I finished the Japanese zipped pouch and I'm quite pleased with how it turned out. Very typically Japanese in the fabrics and design, and a nice clean finish inside and out.




I also finished knittin the Fishtail Lace Cowl, which was a pattern from Simply Knitting magazine that took 1.5 balls of a Debbie Bliss aran yarn.  I've wet blocked it and it's still drying, but I look forward to wearing it. We have an older home with quite a few cold spots and drafts so I do like to have a neckwarmer of some description on even when I'm indoors.



I finished the Japanese Scroll wallhanging  that I made with the panel and fabrics I bought in Tokyo.  I didn't put any wadding inside so it hangs nice and flat like a scroll. I stitched 1/4" away from all seams and in the ditch around the panel, and added a little hanging sleeve. It's displayed on a little side wall in the study, a bit reminiscent of the alcoves displaying hanging scrolls that we saw in Japan.

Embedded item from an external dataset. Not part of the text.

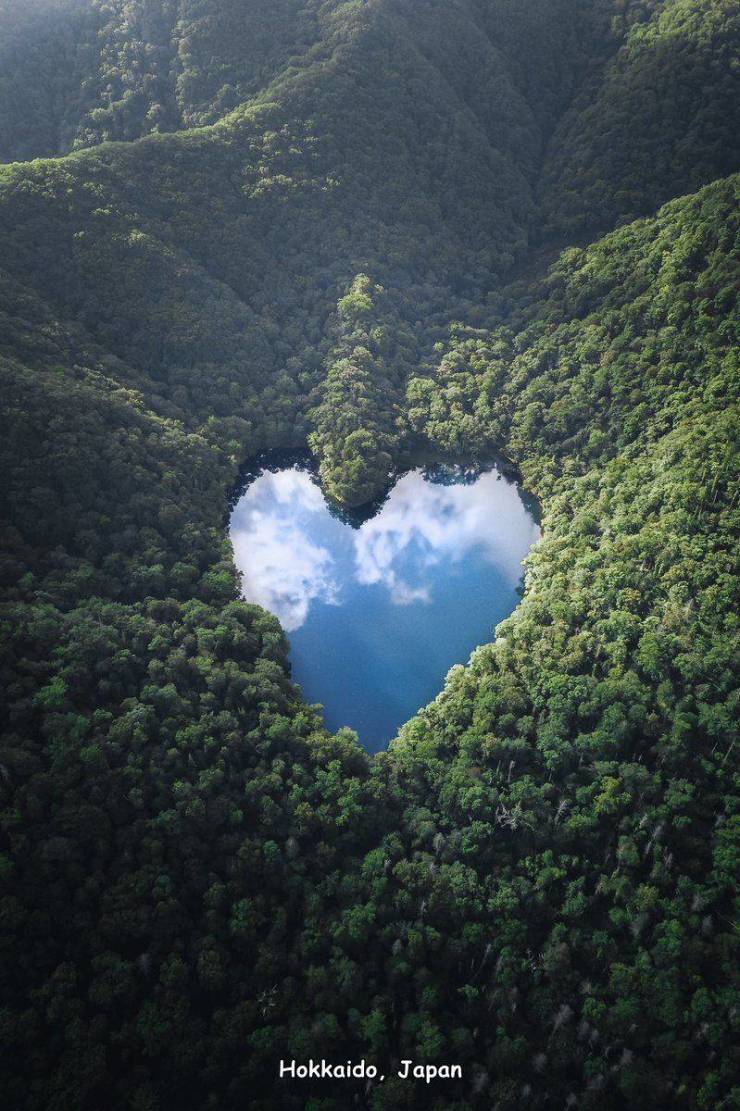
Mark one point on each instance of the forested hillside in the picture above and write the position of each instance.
(331, 224)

I finished Block 21 of my long term 25-block applique quilt project.  I felt very inspired by only having four more blocks to do, so I actually put in a morning on my day off to choose the four block patterns, make the templates, and trace out the layout details onto the four background squares. So now I have four block kits which hopefully will speed things up because it's all that prep work that I find tedious. I like doing the hand applique.  So I've started the 22nd block now.

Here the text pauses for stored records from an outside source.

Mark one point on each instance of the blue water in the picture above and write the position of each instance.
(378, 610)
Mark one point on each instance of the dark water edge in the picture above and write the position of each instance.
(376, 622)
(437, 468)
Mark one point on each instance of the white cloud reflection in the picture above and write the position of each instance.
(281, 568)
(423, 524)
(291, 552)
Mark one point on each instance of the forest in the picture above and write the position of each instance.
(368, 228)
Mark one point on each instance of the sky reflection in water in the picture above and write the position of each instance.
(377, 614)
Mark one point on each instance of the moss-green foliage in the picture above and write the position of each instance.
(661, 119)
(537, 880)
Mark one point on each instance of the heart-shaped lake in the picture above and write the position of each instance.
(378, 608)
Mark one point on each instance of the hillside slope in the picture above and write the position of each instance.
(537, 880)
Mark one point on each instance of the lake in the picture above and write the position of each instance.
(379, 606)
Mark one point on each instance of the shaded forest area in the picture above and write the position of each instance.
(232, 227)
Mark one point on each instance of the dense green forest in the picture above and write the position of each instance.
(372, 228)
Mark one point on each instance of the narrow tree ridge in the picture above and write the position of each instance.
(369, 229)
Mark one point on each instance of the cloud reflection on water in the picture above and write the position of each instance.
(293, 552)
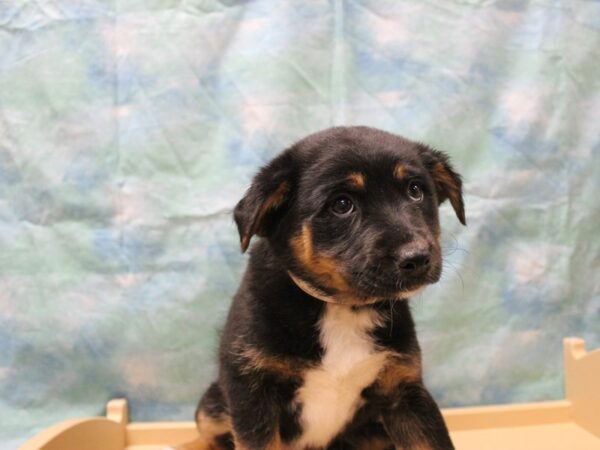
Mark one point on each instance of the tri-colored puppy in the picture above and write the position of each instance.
(319, 350)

And I'm on my last curlywhirl of the outer ring of my Idrija bobbin lace doiley so the end is in sight as I will soon be back to where I started and can do the final joins.  Then I will just have a little flowery thing (these are technical bobbin lace terms you understand) to do in the centre, which I think is just plaiting and picots but I haven't really looked up how to do it yet.

Having parked my dollshouse shed project, I've moved on to renovating a big dollshouse, the Willowcrest,  that I built about 10 years ago but never completely finished.  It was a long term build so had its own blog here, which I will be updating to record my finishing touches.

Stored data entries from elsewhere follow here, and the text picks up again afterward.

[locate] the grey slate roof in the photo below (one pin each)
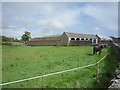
(77, 35)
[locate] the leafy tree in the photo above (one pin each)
(26, 37)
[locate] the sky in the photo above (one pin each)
(53, 18)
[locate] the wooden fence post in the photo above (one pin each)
(97, 72)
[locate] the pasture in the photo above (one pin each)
(21, 62)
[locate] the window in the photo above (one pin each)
(86, 38)
(72, 38)
(77, 39)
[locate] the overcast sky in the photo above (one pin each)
(45, 19)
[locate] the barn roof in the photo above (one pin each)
(77, 35)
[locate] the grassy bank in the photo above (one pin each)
(26, 61)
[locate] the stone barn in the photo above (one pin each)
(66, 39)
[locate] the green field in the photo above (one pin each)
(21, 62)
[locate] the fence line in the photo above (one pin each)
(54, 73)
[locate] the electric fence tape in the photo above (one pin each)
(53, 73)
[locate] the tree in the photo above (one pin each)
(26, 37)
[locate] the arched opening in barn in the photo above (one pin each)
(72, 38)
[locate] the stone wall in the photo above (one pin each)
(80, 43)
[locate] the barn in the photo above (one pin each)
(66, 39)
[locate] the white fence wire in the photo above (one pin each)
(54, 73)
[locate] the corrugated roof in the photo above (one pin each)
(77, 35)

It's lovely and cold here right now, going down to a few degrees below freezing at night with dry sunny days. I like this weather which reminds me of the years I lived in Ottawa in Canada. It got a heck of a lot colder there (minus 40 celsius) but was generally very sunny. I've been out digging in the garden lately, loosening the soil and pulling out perennial weeds before the bulbs (hopefully) come up.  There is already one little clump of snowdrops blooming in the sunniest spot, and lots of green tips starting to poke up through the frosty soil. Several hellebores (Christmas roses) are blooming as well under our hazel tree, while the sun-starved winter flowering jasmine is putting on a good but stunted show next to it. Our little ornamental cherry is blooming as well. It did that last year and I thought it was just confused because we had such a warm winter, but now I am thinking it is actually a winter-flowering variety. And the Viburnum Tinis in front is also blooming, it seems to like its spot and has gotten a lot bigger in just a few years. But generally the garden looks pretty bleak and bare. I planted a bunch of new tulips and daffodils in the autumn, I hope they will come up in Spring but I never seem to have much luck with bulbs.